The Talk We Need

Human minds are fallible, and prone to making the same mistakes over and over. We're wonderfully adapted to a situation that we don't actually occupy - a situation of small groups, limited resources, short lifespans. It's fairly easy to point of the flaws in the way that we narrate the world, the imbalances in our discourses.

This leads us to assume, in some sense, that our social structures are the problem, leading us into bigotry, economic and environmental shortsightedness, and all manner of other stupidity. But those structures spring naturally from the way we approach the world. We're the problem; these things are just comfort food - fatty, too salty, prone to make us die young, but eminently suited to what we want at some base level.

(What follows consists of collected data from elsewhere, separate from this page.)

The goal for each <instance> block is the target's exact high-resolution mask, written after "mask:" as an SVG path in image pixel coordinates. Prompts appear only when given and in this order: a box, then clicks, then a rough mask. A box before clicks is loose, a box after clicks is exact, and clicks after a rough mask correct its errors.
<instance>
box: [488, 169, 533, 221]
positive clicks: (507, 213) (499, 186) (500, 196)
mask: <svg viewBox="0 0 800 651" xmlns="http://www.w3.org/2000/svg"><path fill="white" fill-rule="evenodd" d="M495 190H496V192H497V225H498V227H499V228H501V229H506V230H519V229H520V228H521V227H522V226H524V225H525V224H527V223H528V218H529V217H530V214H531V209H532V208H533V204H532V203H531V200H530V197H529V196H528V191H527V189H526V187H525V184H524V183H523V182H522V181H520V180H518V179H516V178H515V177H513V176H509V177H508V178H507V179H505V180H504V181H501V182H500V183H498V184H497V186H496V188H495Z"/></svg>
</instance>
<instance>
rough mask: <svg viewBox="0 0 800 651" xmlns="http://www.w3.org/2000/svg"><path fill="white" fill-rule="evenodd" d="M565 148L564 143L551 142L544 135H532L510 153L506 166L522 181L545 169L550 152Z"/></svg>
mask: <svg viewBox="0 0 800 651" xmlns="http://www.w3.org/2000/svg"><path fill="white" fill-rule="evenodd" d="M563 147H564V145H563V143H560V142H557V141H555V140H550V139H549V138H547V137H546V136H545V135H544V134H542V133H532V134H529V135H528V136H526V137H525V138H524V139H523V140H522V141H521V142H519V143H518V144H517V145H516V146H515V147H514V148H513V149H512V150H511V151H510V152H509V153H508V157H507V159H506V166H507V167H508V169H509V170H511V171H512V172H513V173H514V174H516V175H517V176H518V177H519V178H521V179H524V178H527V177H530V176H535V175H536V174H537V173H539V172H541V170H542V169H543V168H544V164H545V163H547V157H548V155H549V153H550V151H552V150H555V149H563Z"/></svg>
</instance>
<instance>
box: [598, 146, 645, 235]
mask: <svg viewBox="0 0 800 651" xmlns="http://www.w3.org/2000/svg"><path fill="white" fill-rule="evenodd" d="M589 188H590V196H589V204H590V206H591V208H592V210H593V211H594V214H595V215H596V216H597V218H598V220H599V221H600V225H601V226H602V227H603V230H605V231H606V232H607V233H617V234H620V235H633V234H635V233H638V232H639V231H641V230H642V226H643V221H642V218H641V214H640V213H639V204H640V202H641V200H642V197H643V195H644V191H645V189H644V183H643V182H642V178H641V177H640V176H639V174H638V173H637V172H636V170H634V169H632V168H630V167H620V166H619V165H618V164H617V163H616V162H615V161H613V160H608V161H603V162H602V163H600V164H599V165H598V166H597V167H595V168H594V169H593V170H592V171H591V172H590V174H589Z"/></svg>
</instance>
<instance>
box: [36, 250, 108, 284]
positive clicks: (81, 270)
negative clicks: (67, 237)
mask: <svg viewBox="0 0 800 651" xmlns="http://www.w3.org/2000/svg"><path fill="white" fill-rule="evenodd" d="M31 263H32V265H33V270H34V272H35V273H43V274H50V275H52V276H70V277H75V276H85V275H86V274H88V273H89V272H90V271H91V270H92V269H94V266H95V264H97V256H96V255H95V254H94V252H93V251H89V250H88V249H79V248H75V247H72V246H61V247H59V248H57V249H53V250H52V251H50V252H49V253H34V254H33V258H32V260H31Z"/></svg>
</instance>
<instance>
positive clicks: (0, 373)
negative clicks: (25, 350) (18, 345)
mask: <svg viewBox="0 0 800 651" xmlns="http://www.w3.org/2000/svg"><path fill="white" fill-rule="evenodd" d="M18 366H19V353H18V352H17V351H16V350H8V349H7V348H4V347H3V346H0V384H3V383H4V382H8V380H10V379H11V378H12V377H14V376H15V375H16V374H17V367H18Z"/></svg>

So, the structures of discourse and dialog we build aren't everything, but they're not nothing, either. Even if we have a tendency to make poor choices, we've built a few discourse that bring us to actions that are contrary to our nature. It's not amazing that there's backbiting and politics in scientific circles; what's amazing is that the process works at all, dragging us into closer contact and comprehension of the objective reality we actually exist in.

The scientific method is an artificial aid to understanding. Like glasses, or any other tool that improves on human capacity.

We need heuristics for modern life that serve that function. We need a folk science that draws us an map that is "accurate enough", and which naturally self-corrects because of the basic stuff that lies at it's foundation. A system in which our hard-won knowledge filters ever outward, simplifying into common language without disconnecting.

I don't know how to build that. I'm not sure anyone does. I think we should try to find out.